Let Lx = {[M,x]: M writes an x at some point, when started on blank input}. Prove that Lx is undecidable using a Turing reduction.

Shit, I knew one of these would be on the final. Okay, I think this is that thing where you like make a Turing machine in a Turing machine and then somehow it decides itself. Well shit, I never did figure out how to do these. Well, I know the first line:

We suppose that Lx is decidable. Now, let R be a Turing machine deciding Lx. We will construct a Turing machine, S, that decides ATM.

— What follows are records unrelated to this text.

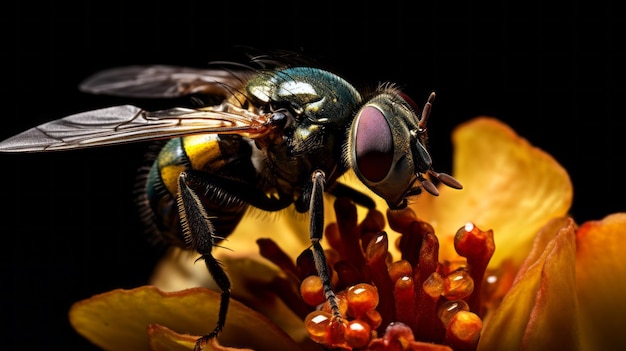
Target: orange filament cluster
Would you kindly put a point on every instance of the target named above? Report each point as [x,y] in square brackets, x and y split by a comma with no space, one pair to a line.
[360,318]
[415,302]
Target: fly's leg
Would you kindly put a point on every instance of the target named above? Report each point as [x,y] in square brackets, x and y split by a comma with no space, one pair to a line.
[200,235]
[316,230]
[231,196]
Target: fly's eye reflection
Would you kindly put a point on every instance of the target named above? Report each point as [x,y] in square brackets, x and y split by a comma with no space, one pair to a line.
[221,159]
[373,144]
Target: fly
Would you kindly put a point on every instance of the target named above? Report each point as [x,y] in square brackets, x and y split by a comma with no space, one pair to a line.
[279,137]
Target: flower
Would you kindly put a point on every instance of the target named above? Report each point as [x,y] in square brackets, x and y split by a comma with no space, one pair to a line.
[498,265]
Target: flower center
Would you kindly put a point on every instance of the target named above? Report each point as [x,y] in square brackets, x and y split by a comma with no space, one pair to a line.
[397,305]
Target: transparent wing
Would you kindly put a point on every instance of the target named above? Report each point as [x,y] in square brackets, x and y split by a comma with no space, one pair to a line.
[126,123]
[162,81]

Phew, that wasn’t so bad. Now for the hard part: actually doing it. We’re making R, right? No, dammit, I think we’re making S. Okay we’re definitely making S. Which like has R inside it. Yeah, that’s it. Okay, so now we say how to build S. Here we go: 

Construct S as follows:

Input is [M,w], where M is the code for a Turing Machine and w is a string.

Well fuck, now what? I just introduced a new Turing Machine. Can this be right even? Oh well, can’t stop now. Wait, so M is the one that decides ATM…nope, that’s S. Ohhhh, M runs R on stuff! …I thought S did that though? Now I just have a Turing Machine in my Turing Machine doing the thing that my outer one was supposed to do. Ehh. Better keep writing.

Construct the code for a new Turing machine MW as follows:

On input y (which will be ignored)

I think usually in class examples it gets ignored, but also I don’t know what the fuck I would do with it anyway. Okay, now we just run one of those other guys on this string w, right? This feels almost familiar. Which one though? Can’t be R, so let’s do M, since that guy is still floating around and hasn’t been used.

Simulate M on w

Wait, that was too simple. What is this problem even about? Oh, finding X’s or some shit. Okay, then we gotta do something with x’s on the input string. Which input string? FIVE MINUTES LEFT ARE YOU KIDDING!? Ummmmmmm. Fuck. Okay, let’s make something up. Uhhh, how about every time we see an x, we accept? Wait, but we’re running MW right? Or M? I forget. IS THERE A DIFFERENCE? WHY DID I MAKE ALL THESE STUPID MACHINES?  Would there be x’s on w? Probably not. Let’s just have M do whatever the fuck Mw does since I think they’re the same anyway and this final is BULLSHIT.

If M rejects w, reject.
If M accepts w, accept.

Wait, still too easy. Gotta make it look like I tried somehow. I know, let’s print some x’s or something. Try this:

If M accepts w, print an x and accept.

Yeah, that looks good. Now there’s an x in there. Which is what we’ve been looking for all along? CRAP ONE MINUTE. Okay now I gotta end this. How? Oh yeah, run that other Turing Machine…

Run R on M.

Is that the right one? Maybe. I don’t know anymore. I DON’T KNOW ANYTHING. WHAT HAVE I LEARNED? WHERE AM I? MUST KEEP WRITING.

If R accepts, accept. If R rejects, reject.

There, that looks pretty final. Okay, now I just gotta be like “look it was sooooo right.”

So If M accepts w, then Mw will print x. If M rejects w or loops on w, then Mw won’t print x. So R will accept exactly when M accepts w. Therefore, S decides ATM, but we know that ATM is undecidable, so S can’t exist and Lx must have been undecidable.

Well that was completely wrong. Fuck this shit. I’m going to happy hour.